Of course, it’s easy to see how Marilyn and the Kennedy brothers became eternally linked to so many sensational and lurid tales. The confluence of these powerful and historical men with one of the most legendary movie stars of her time has been too compelling to ignore. The Kennedy regime was viewed as a special time in history—Camelot, it was called after the fact—during which idealistic men came into power with an eye toward changing the way people thought of government. Both brothers were known philanderers, though it wasn’t reported at the time because, pre-Watergate, the press was much more protective of those in government. Marilyn’s publicist Michael Selsman recalls, “I spent a lot of time saying to reporters, ‘The president? What? You must be joking!’ Knowing all the while that it was true. I was also good with, ‘Pills? What pills?’ And, ‘Drinking? Of course not. Marilyn is just a social drinker.’ ”
Sometimes, though, JFK’s nature was at least suggested in the press, and as a result, innuendo about him and Marilyn can be traced all the way back to 1960. For instance, in July of that year, after learning that Marilyn had been asking questions to her friends about Kennedy’s policies, Art Buchwald wrote, “Let’s be firm on the Monroe Doctrine. Who will be the next ambassador to Monroe?
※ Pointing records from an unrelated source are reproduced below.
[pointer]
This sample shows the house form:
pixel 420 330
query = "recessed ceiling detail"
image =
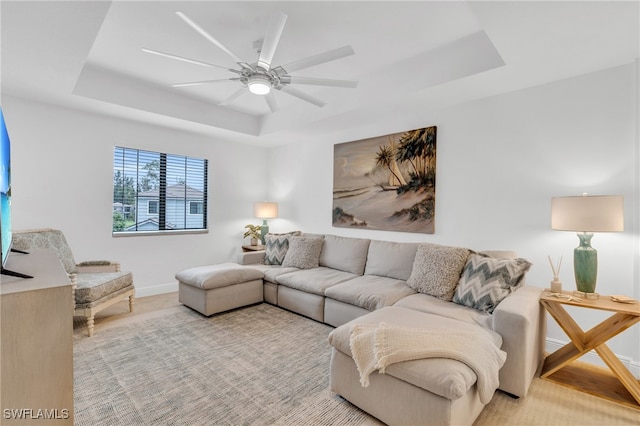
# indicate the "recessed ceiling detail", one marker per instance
pixel 411 58
pixel 261 77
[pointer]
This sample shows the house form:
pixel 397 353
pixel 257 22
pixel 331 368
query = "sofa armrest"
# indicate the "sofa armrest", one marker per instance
pixel 251 257
pixel 521 322
pixel 98 266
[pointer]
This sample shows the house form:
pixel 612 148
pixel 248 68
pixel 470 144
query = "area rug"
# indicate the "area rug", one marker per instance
pixel 259 365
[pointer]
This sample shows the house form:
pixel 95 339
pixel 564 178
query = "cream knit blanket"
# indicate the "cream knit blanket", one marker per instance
pixel 375 347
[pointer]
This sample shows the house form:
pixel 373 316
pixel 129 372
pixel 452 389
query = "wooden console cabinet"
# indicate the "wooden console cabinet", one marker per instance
pixel 36 338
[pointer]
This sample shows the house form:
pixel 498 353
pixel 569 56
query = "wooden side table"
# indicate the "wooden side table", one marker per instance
pixel 621 386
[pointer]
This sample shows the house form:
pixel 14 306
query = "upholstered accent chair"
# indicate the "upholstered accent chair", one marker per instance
pixel 96 284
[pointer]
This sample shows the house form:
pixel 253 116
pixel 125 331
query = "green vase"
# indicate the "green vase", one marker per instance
pixel 585 264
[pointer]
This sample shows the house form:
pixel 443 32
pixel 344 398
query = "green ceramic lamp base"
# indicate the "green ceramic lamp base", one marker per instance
pixel 264 230
pixel 585 264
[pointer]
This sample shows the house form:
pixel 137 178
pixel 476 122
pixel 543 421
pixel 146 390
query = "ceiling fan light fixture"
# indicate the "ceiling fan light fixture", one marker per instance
pixel 259 84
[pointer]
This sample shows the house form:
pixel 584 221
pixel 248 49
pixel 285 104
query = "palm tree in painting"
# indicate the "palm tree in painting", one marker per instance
pixel 418 148
pixel 386 158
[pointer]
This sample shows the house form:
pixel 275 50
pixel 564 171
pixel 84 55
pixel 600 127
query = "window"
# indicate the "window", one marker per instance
pixel 153 207
pixel 158 192
pixel 196 207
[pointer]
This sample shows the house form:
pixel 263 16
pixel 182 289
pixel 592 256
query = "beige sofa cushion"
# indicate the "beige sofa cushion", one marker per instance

This is one of the many problems which president-elect Kennedy will have to work on in January. Obviously, you can’t leave Monroe adrift. There are too many people eyeing her, and now that Ambassador Miller has left, she could flounder around without any direction.” Such wink-and-nod reporting was going on way back in 1960 where JFK and Marilyn were concerned, and she’d only met him twice by that time.